If you don't use an intermediate — meaning you to point-to-point HTTP between one microservice and another — you have to find a way to discover peers, perform health checks, load-balance between them, and so on. Which you can do — services like etcd and Consul exist for this — but using an intermediary such as NATS or Linkerd  is also a great, possibly simpler solution.
If you're going to use RPC, host a REST endpoint and cache the living daylights out of it.
This is a fundamental problem with message bus architectures that advocates seem to ignore. It's even more problematic in a microservices architecture, where you (presumably) do domain-driven design in order to allow overall forward progress in the face of partial service/component/datastore outages. To throw all that out the window by coupling everything to a message bus... I still don't really understand.
If you define single point of failure, as any computer goes down takes the system with it, then RabbitMQ is not a single point of failure.
I am not sure how domain driven design helps solve this.
Not necessarily. I don't know anything about consul, but if you use something like zookeeper to discover services and write those into an HAProxy config, include a failsafe in whatever writes the HAProxy config on ZK updates such that if the delta is "too large" it will refuse to rewrite the config.
Then if ZK becomes unavailable, what you lose is the ability to easily _make changes_ to what's in the service list.

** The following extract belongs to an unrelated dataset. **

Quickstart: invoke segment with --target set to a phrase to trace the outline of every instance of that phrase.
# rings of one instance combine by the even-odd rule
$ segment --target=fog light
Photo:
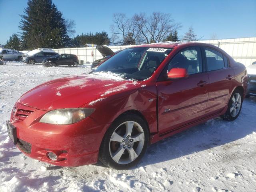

If your service instances come and go relatively infrequently, this might be fine while the ZK fire get put out.
If a service only say talks to instances of another service that is local, then every node in a cluster must contain ALL services. If the local service is overloaded but a remote service isn't then the service you are talking to will be slow, regardless of any front end load balancing.
Every service must be able to talk to every other service, because if it cannot then you cannot load balance or deploy without it being an n^2 problem. So the question is how to implement it WITHOUT complicating the services
Yes, every instance of every service needs to manage its communication paths to other services. That's N connections, rather than just 1 to the message bus. But this is a pretty well-understood problem. We have connection pools and circuit breakers and so on. And the risks are distributed, isolated, heterogeneous.
For example, if you had three nodes, each with every service and round robin service discovery to overload the system is just a matter of receiving a difficult request every third query. No matter how good your front end load balancing is in a micro service system, if your intra-service requests are not load balanced you can have problems with overloading one node, while others are idle.
Unless you're deploying a Smartstack-esque LB strategy, where each physical node hosts its own load balancer, then the details of what's deployed where are mostly irrelevant. You use your SD system to abstract away the physical dimension of the problem, and address logical clusters of service instances. And you rely on your scheduler to distribute service instances evenly among nodes.